The last thing I wanted to know, with all the serious questions out of the way, was what hadn’t I covered? What was the fun, or strange, or fascinating aspect of writing for the Alien Canon that we hadn’t covered?
For Lebbon it was the research. He mentioned specifically all the research he put into space travel when writing the Rage War trilogy, and his quest for realism in futuristic transportation: “I wanted to come up with something that was at least vaguely realistic. So there’s no skipping to the other side of the galaxy in just a few minutes. Space travel takes time, and I came up with a neat network of transport hubs that enable the characters to jump between different points within the expanding sphere of the explored portion of the galaxy. Of course, any story like this set in deep space—Star Wars, Trek, etc—is going to play games with science, and that’s pretty essential to serve the story. But it was a fun bit of research to do.”
Sigler’s favorite part of his research was working with his many consultants to “bring in real-world concepts that help ground the story and make it believable.” For him, author Myke Cole’s nonfiction Legion vs. Phalanx was an integral text in bringing “an original yet believable culture that emulates Summerian, Greek, Swiss and Scottish military strategies.” He worked with Dr. Joseph Albietz III, MD, on human/xenomorph biological interaction, with fellow Alien Franchise author Alex White on a “logical scientific build-out of the xenomorph form”, and with Alien franchise experts Scott Middlebrook and Clara Fei-Fei Čarija to ensure that Phalanx was integrated into the existing Alien canon.

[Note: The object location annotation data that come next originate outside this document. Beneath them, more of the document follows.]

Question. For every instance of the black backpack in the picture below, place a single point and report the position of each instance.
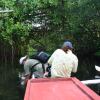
(43, 57)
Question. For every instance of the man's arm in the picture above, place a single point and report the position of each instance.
(75, 64)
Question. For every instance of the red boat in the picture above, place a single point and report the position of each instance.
(58, 89)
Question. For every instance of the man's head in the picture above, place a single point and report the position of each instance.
(67, 45)
(22, 59)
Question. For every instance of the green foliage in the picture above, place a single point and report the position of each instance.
(78, 20)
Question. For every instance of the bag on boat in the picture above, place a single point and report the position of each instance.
(41, 56)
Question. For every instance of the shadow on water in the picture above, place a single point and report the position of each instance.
(9, 82)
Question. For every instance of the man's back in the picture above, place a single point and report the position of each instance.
(62, 64)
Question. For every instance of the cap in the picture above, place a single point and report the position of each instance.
(22, 59)
(68, 44)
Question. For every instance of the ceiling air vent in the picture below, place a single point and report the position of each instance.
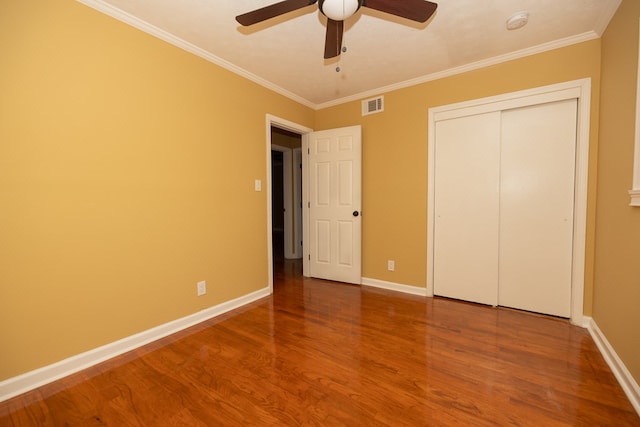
(373, 105)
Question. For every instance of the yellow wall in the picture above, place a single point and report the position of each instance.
(127, 171)
(395, 154)
(617, 279)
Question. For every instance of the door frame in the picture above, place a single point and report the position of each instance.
(275, 121)
(576, 89)
(292, 209)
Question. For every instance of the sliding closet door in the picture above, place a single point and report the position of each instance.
(466, 207)
(536, 207)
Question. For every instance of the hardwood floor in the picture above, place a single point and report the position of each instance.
(322, 353)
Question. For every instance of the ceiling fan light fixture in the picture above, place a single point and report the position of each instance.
(339, 10)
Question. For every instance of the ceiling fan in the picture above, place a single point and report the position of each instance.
(337, 11)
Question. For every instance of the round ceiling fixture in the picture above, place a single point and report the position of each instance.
(517, 20)
(339, 10)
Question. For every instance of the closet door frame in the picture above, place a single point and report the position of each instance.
(576, 89)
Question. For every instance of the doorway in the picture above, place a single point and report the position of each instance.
(291, 188)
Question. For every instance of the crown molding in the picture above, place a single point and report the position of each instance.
(556, 44)
(144, 26)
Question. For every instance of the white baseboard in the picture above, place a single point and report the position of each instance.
(30, 380)
(622, 374)
(375, 283)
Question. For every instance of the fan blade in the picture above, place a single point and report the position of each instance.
(272, 11)
(333, 39)
(415, 10)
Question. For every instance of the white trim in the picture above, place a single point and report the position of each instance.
(138, 23)
(407, 289)
(606, 16)
(622, 374)
(634, 193)
(30, 380)
(144, 26)
(580, 89)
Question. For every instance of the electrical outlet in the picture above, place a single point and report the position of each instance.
(202, 288)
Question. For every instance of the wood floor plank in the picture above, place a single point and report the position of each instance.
(320, 353)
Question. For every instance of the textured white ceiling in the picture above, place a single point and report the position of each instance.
(286, 53)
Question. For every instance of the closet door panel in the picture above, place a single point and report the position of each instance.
(536, 207)
(466, 208)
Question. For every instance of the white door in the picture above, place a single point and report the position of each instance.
(335, 203)
(466, 207)
(503, 207)
(536, 207)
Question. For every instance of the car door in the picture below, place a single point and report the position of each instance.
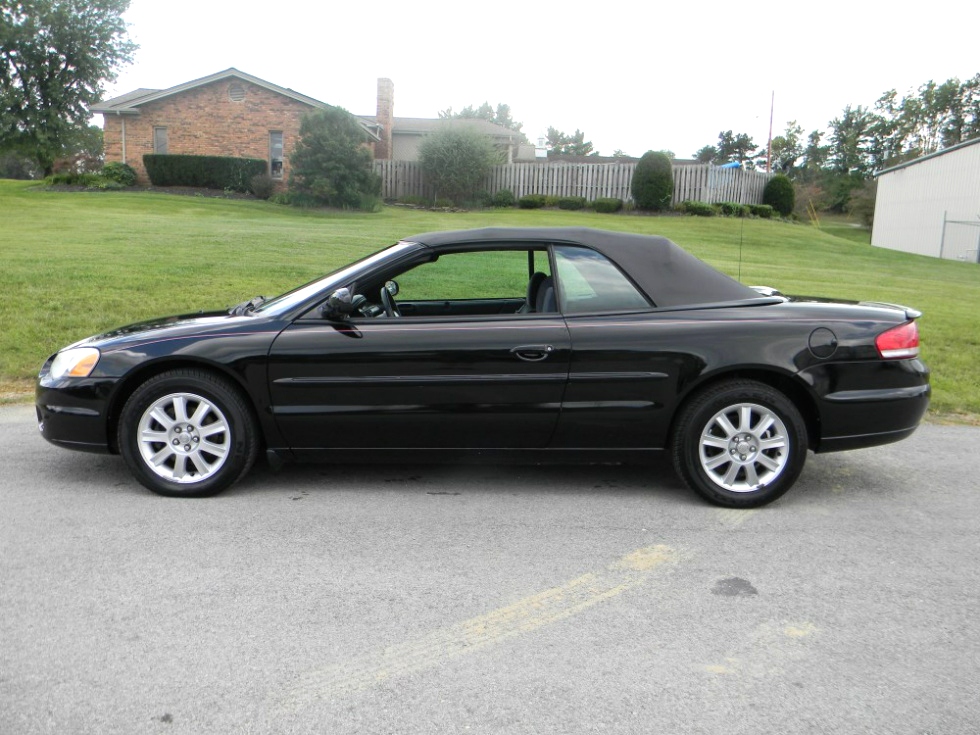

DeCandido was grateful for the chance to explore the character of Ellen Ripley through her daughter, “Through flashbacks to Amanda’s childhood, as well as Amanda’s own reading of some old reports from one of Ellen’s pre-Nostromo gigs” which enabled him to dig deeper into the back story of “one of science fiction’s most compelling characters […] getting to write her and flesh her out was a great honor and tremendous fun.”
The Future of the Alien Canon
I could not be more excited about where the Alien franchise is going (and, of course, about the possibility of new content). In fact, my only disappointment thus far with this new series of Alien novels is that we’ve gone from five in nine books authored or at least co-authored by women, to zero in eight.
We have had one Alien book written by a women in 2019, and I adored Mira Grant’s Alien: Echo. I’m not downplaying its contribution at all! But as a YA novel produced by a Macmillan imprint rather than by Titan Books, the Echo exists outside of the exciting, ongoing canon that Titan Books is building with each new novel. So here’s hoping we’ll see not only a sequel to Grant’s novel (please, Macmillan, I need it), but also a number of new, talented women writers joining the Titan Books Alien ranks in the years to come!
Yes, the future of Alien franchise novels looks as bright as a set of silver teeth in a dark corridor. If you need me I’ll be making space on my bookshelves.